The Earned Income Credit is aimed at helping low-wage earners, in particular those with kids.
Primarily it works in two ways: get a tax refund or pay less to the IRS. The amount you get depends on the factors cited below.
A majority of the time, the IRS sends out a refund rather than paying lower taxes. The figures may change from year to year. The current ones, however, state the following.
For one child, the highest amount is $2,917. If you have two or more kids, the amount is set at $4,824. The total amount given back by the IRS varies per state.
The Earned Income Credit is open to working people who are raising children. Most of the time parents of children avail of it. But grandparents or any other relatives (or foster father or a mother) are also qualified.
It should be pointed out that the offer is good only for those who file taxes. If you don’t file taxes, you won’t get any even if you’re qualified.
Sons, daughters, and adopted are qualified provided they stayed at your residence for at least half a year for the past year.
The age limit is for those below 19. The limit is extended up to 24 years if he or she is a student.

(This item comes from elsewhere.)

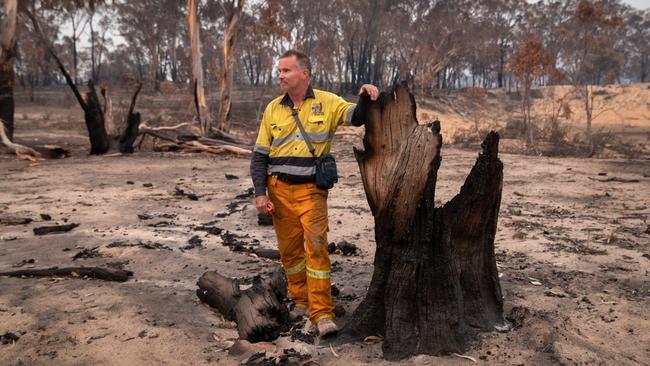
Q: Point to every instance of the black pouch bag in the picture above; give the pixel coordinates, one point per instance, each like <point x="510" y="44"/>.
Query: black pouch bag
<point x="326" y="174"/>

All ages are allowed for totally handicapped children.
Estimating the Amount
The IRS determines how much you will receive for the Earned Income Credit.

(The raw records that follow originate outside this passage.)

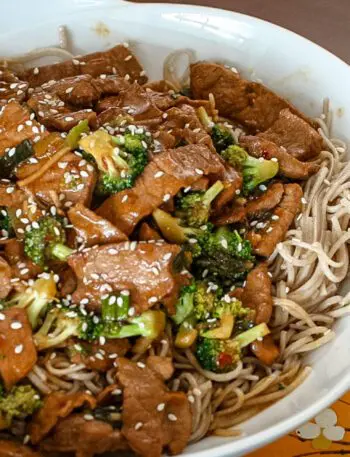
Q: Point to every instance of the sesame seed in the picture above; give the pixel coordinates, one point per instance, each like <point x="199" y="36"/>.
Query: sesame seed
<point x="16" y="325"/>
<point x="18" y="348"/>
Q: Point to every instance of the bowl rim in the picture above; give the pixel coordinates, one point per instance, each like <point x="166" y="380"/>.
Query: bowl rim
<point x="272" y="433"/>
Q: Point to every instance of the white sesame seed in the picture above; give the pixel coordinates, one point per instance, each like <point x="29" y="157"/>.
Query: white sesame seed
<point x="18" y="348"/>
<point x="16" y="325"/>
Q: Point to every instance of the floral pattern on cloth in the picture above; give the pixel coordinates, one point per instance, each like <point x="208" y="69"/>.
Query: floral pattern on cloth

However, the National Tax Coalition can give you some ideas of how much you’ll get. The information they provide is only an estimate, not an exact figure.
The rates vary. For a single person with one child, the gross income must be under $33,995. For a single parent with two kids or more, the amount is $38,646.
For couples with a single child, the amount is $36,995. This is the combined gross income. For a couple with two or more children, the total should be under $41,646.
Some people without kids can also avail of this IRS incentive. To get the Earned Income Credit, their gross income needs to be below $12,880. For childless married couples, their income must be under $15,880.
If the parents are no longer together, only one can get a refund. It is the one whom the child spends more time with. If the time is equal (i.e., six months each) the one with the higher income can claim the son/daughter aid the refund.
If the couple is married, filing jointly is a must.
To avoid confusion it should be stated that this is not an IRS program. There is no need to apply. You just have to file taxes. If you meet the requirements, you’ll get it within 5 to 10 days. This is open to American citizens and immigrants as well.
The Earned Income Credit you get varies. But it can mean a lot in today’s economy. As such, it’s imperative that everyone should take advantage of it.
Becoming aware of how much Earned Income Credit you’re entitled to is essential knowledge for all taxpayers in the US.
Acquire the fundamental facts about Earned Income Credit and get your money minus the hassle.